Standing on top of a hoisting platform, high above the crowds at New York’s Crystal Palace, he called for everyone’s attention. As the heads turned around and up, he swung an axe and cut the rope supporting the platform. The platform began to drop and silence fell over the hall.

 

But the platform only dropped a few inches, and then came to a stop.

“All safe, gentlemen!” Otis announced to the crowd. Otis’ faith in his own revolutionary safety brake had been vindicated.

Elisha Otis had invented the safety elevator in 1852. He had solved the problem of rope failure that plagued elevators of that time. He installed a rope-break safety device called the safety brake (the equivalent of the modern safety gear) into the elevator. With the Otis safety brake, in the case of rope failure, a spring would force a ratchet to engage saw-tooth iron bars and safely secure the car.

 However he had only sold three, throughout the whole of 1853. Early 1854 was no better so he decided he would have to do something more radical to promote his invention. He decided to purchase a display at the forthcoming Crystal Palace Exhibition.

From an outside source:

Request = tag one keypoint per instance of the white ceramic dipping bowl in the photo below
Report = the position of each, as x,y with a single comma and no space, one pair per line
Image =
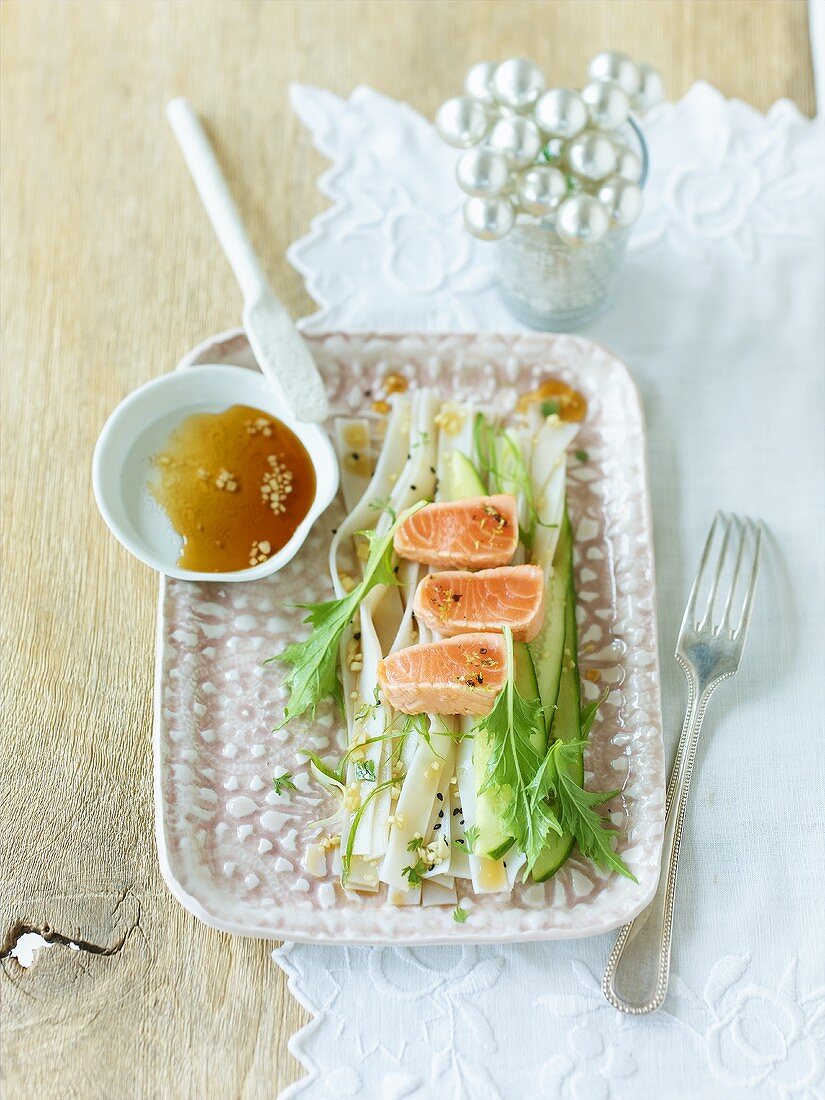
139,429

After his potential life threatening show, not only had his faith in his invention been  demonstrated but he was to get the commercial rewards he had sought.

He sold seven in the remainder of 1854 and then 15 in 1855.     

Otis is still the world’s leading lift company and it has installed elevators in some of the world’s most famous structures, including the Eiffel Tower, Empire State Building, the original World Trade Center, The Twilight Zone Tower of Terror, Petronas Twin Towers, Burj Khalifa, CN Tower and the Skylon Tower.

Many credit his invention as a crucial step in the path to skyscrapers as it enabled buildings and architects to reach higher and higher.

All because he truly believed in his idea and was willing to put his life on the line to prove it.

 

 

Footnote: Otis was clearly a clever marketer; he even used his business card as a selling card. As well as contact details it read, “Otis’ Life-Saving Steam Elevators are so constructed that if the rope breaks the platform cannot fall. Twelve men killed in this city (Yonkers, N.Y.) within four years with the old kind, and not one killed or hurt with Otis’ Excelsior Elevators.”